--- Quote Start ---
There is an option in the MAC to add/remove two extra null bytes at the beginning of the packet.
--- Quote End ---
I'm aware of this option, under Linux there is a constant NET_IP_ALIGN set to either 0 or (more typically) 2 which determines whether the network stack expects the extra 2 bytes or not. On mipsel it is 2, so my driver sets RX_SHIFT16 and TX_SHIFT16 and adjusts the DMA pointers as it should. Everything here works as expected. (The existing altera_tse.c and atse.c drivers seem to completely misunderstand it)

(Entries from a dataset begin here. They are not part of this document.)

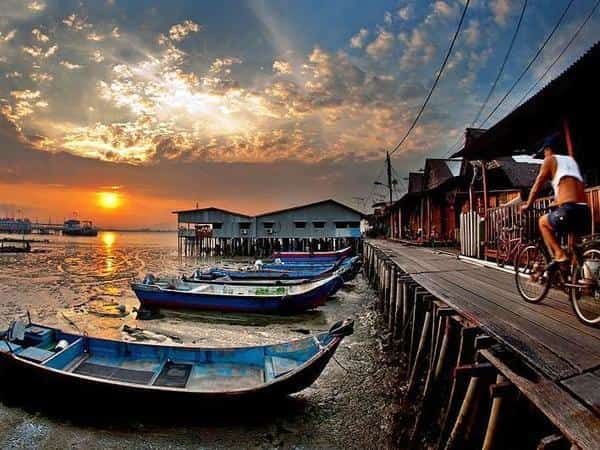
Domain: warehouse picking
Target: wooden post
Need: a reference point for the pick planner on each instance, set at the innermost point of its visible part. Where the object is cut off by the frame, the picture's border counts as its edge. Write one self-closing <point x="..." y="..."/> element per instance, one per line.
<point x="466" y="352"/>
<point x="568" y="140"/>
<point x="392" y="300"/>
<point x="490" y="433"/>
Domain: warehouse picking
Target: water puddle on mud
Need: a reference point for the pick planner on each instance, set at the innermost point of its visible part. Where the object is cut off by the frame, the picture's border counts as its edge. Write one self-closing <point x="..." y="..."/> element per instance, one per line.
<point x="83" y="285"/>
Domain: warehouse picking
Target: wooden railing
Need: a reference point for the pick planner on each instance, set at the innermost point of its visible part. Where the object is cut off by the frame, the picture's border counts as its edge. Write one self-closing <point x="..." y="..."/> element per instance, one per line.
<point x="515" y="223"/>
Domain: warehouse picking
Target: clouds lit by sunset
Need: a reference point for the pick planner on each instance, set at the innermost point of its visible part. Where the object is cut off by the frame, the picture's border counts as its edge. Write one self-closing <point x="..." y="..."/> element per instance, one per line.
<point x="249" y="105"/>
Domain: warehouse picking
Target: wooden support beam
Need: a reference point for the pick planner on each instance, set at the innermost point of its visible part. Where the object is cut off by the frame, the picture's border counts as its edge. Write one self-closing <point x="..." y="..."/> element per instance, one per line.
<point x="414" y="375"/>
<point x="482" y="342"/>
<point x="502" y="389"/>
<point x="477" y="369"/>
<point x="554" y="441"/>
<point x="495" y="416"/>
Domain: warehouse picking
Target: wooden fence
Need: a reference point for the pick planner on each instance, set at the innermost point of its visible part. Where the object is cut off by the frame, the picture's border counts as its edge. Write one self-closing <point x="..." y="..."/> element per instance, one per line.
<point x="470" y="234"/>
<point x="510" y="220"/>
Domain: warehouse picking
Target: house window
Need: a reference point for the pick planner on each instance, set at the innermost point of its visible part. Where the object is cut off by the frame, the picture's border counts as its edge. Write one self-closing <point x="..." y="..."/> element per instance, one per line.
<point x="347" y="225"/>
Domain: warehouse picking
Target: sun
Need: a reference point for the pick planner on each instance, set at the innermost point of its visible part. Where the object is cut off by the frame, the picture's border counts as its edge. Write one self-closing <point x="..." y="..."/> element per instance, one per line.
<point x="109" y="200"/>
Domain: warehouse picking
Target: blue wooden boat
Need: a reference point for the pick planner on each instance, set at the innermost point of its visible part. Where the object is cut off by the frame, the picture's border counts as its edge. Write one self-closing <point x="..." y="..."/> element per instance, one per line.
<point x="218" y="273"/>
<point x="347" y="268"/>
<point x="51" y="363"/>
<point x="254" y="298"/>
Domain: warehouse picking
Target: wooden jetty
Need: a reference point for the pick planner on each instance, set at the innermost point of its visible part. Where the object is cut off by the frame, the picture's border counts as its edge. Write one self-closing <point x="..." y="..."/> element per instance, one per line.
<point x="489" y="370"/>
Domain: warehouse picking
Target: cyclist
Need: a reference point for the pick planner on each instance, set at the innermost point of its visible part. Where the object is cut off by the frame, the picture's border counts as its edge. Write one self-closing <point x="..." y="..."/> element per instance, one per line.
<point x="570" y="212"/>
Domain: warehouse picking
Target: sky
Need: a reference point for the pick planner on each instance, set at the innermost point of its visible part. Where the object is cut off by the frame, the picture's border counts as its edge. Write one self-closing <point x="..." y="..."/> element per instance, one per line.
<point x="123" y="111"/>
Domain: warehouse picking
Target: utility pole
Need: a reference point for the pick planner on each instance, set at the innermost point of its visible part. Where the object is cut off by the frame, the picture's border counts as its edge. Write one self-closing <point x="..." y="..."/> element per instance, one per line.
<point x="389" y="170"/>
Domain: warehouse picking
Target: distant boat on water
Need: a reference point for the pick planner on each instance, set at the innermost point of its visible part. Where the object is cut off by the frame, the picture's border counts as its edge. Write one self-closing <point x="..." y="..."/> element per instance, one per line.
<point x="11" y="225"/>
<point x="75" y="227"/>
<point x="14" y="246"/>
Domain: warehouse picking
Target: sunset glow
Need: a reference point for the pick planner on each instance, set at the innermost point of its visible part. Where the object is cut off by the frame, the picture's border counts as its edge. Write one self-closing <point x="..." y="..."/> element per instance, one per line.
<point x="218" y="107"/>
<point x="109" y="200"/>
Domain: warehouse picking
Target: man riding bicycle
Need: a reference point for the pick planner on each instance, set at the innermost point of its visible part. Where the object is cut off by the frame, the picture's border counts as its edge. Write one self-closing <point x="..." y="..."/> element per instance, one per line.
<point x="570" y="212"/>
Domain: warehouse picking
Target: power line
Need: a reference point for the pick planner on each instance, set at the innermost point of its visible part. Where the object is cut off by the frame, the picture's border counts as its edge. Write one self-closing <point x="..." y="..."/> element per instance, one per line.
<point x="537" y="54"/>
<point x="437" y="79"/>
<point x="503" y="65"/>
<point x="560" y="55"/>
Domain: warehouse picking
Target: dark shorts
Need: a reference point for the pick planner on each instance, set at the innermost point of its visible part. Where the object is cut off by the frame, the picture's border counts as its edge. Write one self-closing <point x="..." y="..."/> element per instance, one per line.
<point x="570" y="217"/>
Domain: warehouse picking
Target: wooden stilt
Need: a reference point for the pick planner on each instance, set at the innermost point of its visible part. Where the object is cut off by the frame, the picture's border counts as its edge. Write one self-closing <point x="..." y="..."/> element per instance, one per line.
<point x="466" y="353"/>
<point x="492" y="427"/>
<point x="419" y="354"/>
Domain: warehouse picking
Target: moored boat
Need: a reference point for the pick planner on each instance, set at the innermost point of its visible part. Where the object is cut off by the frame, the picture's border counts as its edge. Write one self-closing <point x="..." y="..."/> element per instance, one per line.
<point x="75" y="227"/>
<point x="255" y="298"/>
<point x="80" y="369"/>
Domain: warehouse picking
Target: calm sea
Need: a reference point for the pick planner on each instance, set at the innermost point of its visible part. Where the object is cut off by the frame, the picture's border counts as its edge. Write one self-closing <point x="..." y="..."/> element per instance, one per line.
<point x="82" y="283"/>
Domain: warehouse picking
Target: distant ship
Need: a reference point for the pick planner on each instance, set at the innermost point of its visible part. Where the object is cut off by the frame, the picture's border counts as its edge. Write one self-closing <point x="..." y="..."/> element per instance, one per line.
<point x="74" y="227"/>
<point x="10" y="225"/>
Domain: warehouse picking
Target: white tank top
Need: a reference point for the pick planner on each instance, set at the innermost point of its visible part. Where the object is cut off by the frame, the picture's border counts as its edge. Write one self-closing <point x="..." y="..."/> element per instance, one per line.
<point x="565" y="167"/>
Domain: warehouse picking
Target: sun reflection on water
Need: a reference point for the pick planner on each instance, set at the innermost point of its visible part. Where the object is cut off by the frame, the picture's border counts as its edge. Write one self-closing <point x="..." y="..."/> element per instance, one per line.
<point x="108" y="239"/>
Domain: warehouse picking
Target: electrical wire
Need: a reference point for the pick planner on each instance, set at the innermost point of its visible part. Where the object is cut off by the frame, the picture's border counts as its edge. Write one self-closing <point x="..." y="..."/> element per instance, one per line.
<point x="526" y="69"/>
<point x="437" y="79"/>
<point x="560" y="55"/>
<point x="503" y="65"/>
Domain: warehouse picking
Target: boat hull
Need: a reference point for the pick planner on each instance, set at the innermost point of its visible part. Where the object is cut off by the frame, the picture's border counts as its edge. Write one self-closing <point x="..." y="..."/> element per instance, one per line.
<point x="57" y="380"/>
<point x="152" y="298"/>
<point x="52" y="387"/>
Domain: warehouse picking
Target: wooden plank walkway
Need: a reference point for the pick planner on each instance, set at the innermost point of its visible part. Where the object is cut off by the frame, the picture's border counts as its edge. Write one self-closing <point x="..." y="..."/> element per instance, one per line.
<point x="547" y="335"/>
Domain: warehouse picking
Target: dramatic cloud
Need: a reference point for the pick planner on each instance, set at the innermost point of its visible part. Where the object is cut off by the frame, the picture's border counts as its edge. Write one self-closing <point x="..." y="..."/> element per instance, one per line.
<point x="8" y="36"/>
<point x="358" y="40"/>
<point x="282" y="67"/>
<point x="405" y="12"/>
<point x="76" y="23"/>
<point x="382" y="44"/>
<point x="70" y="66"/>
<point x="137" y="98"/>
<point x="501" y="10"/>
<point x="39" y="36"/>
<point x="179" y="31"/>
<point x="36" y="5"/>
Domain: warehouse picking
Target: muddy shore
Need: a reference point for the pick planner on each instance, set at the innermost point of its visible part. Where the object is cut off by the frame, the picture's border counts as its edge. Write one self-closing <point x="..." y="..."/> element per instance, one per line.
<point x="352" y="405"/>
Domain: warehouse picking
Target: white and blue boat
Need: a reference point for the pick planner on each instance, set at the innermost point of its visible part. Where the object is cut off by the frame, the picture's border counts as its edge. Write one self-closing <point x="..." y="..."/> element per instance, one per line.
<point x="65" y="367"/>
<point x="283" y="298"/>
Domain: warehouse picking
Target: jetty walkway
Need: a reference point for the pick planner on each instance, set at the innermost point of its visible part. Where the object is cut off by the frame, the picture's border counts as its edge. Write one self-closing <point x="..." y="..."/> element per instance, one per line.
<point x="541" y="350"/>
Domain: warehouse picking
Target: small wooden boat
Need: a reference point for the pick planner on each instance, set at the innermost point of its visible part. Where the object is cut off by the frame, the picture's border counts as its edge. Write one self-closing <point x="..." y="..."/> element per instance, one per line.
<point x="314" y="256"/>
<point x="255" y="274"/>
<point x="347" y="267"/>
<point x="83" y="369"/>
<point x="256" y="298"/>
<point x="8" y="245"/>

The main alignment issue is because my system busses and DMA are 64-bit wide, as are the CPUs' cache interfaces, but the CPUs are otherwise 32-bit. This means my buffers are only aligned on 4-byte boundaries, not 8. The unaligned transfer support in the mSGDMA controllers does work as advertised, which is an easy fix.
With those problems sorted I can boot my system on a uniprocessor kernel over the network for about 2 minutes, then the transmit DMA deadlocks due to a missed TX completion. With all 4 CPUs active the DMA lockup happens within a second.
The issue is racing between the RX/TX IRQ handlers and the DMA hardware. It is possible for the mSGDMA to complete a descriptor and push it to the response buffer at the same time the CPU drains the response buffer and clears the interrupt flag. Altera's SGDMA has similar problems, the descriptor update can race with the descriptor chain walk and the CPU can wind up not seeing freshly completed packets.
Altera's TSE/SGDMA driver appears to avoid this problem by simply polling for TX completion... which is an utter travesty. The entire point of having scatter-gather DMA is to queue multiple packets and then move on to processing something else, not to sit there busy-looping.
It looks like I am going to have to write my own DMA controller to avoid this bug. I don't want to change the mSGDMA code, it is already far more complicated than it really should be. The DMA hardware needs to have cleaner IRQ behavior to close the race windows without polling hacks. It will just take me a few days to sort out properly.